In his speech prior to the war, making
a direct appeal to the Russian people, President Zelensky spoke of his memories
of Ukraine. “No one in Russia knows the meaning of these places, these streets,
these names, these events,” he said. “These are all alien to you, unfamiliar.
This is our land, and this is our history.”
“We are not part of one whole,” he
explained. “You cannot swallow us up. We are different. But this difference is
not a reason for enmity. We want to determine our own course and build our own
history — peacefully, calmly, and honestly.”
Zelensky was speaking a nationalist’s
language of love for his people’s history, land, and traditions. As G. K.

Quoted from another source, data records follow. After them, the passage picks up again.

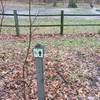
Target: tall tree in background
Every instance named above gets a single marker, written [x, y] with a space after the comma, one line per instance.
[72, 4]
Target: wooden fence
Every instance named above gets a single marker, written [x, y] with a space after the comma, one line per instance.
[61, 25]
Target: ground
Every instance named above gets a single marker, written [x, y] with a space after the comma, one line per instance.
[71, 66]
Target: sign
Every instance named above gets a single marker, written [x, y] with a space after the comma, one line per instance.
[38, 52]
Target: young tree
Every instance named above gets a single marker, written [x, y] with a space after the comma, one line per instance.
[72, 4]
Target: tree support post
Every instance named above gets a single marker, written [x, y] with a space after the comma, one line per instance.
[62, 22]
[16, 22]
[38, 53]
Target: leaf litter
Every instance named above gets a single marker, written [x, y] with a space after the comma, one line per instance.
[70, 73]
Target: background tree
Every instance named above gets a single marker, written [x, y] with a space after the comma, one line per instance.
[54, 3]
[72, 4]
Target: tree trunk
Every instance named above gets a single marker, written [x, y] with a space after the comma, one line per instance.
[54, 3]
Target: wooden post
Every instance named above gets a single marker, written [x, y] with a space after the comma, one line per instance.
[62, 22]
[38, 53]
[16, 22]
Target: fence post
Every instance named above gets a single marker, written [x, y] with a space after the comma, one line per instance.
[16, 22]
[62, 22]
[38, 53]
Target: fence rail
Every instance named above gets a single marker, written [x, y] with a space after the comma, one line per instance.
[61, 25]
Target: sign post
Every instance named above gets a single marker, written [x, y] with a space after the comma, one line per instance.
[38, 52]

Chesterton once wrote, “cosmopolitanism gives us one country, and it is good;
nationalism gives us a hundred countries, and every one of them is the best.”

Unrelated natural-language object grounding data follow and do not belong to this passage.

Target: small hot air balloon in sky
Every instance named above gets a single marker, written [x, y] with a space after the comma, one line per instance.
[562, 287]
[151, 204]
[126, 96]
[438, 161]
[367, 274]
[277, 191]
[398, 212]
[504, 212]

Of course, Ukraine’s status as a nation is
contested by Vladimir Putin, who claims that it rightfully belongs to Russia.
His revanchist vision is often described as an aggressive nationalism, but it
is really a drive for empire. In his own lurid speech before starting the war,
Putin laid out a spurious version of history wherein Ukrainian nationhood was
an invention of the Soviet Union. He attacked “the virus of nationalist
ambitions” and claimed after the invasion began that Russian troops were only
fighting against “nationalist groups” in Ukraine.
Putin is armed with newer weapons, but
he’s acting every bit the traditional Russian imperialist. Already in the 15th
century, a crude Russian state ruled an enormous swath of territory. By the end
of the 19th century, in terms of sheer landmass, it had become one of the
largest empires ever. This empire was lost with Russia’s defeat in World I,
reconstituted by the Soviets, and lost again at the end of the Cold War. Putin
seeks to revive a version of this project and notably referred in his pre-war
speech to “the collapse of the historical Russia known as the USSR.”
Zelensky and the Ukrainians are fighting
for independence against this behemoth and, in so doing, giving Ukraine new
national heroes and national lore that will sustain it even if the worst comes.
The philosopher Jean-Jacques Rousseau once
wrote of Poland, another country constantly under threat from imperial Russia:
The virtue
of her citizens, their patriotic zeal, the particular form that national
institutions can give to their spirit, that is the only rampart always ready to
defend it, and which no army could breach. If you arrange things such that a
Pole could never become a Russian, then I can assure you that Russia will never
subjugate Poland.
The Russian tanks may roll into Kyiv, but
Russia won’t ultimately triumph over Ukrainian nationalism.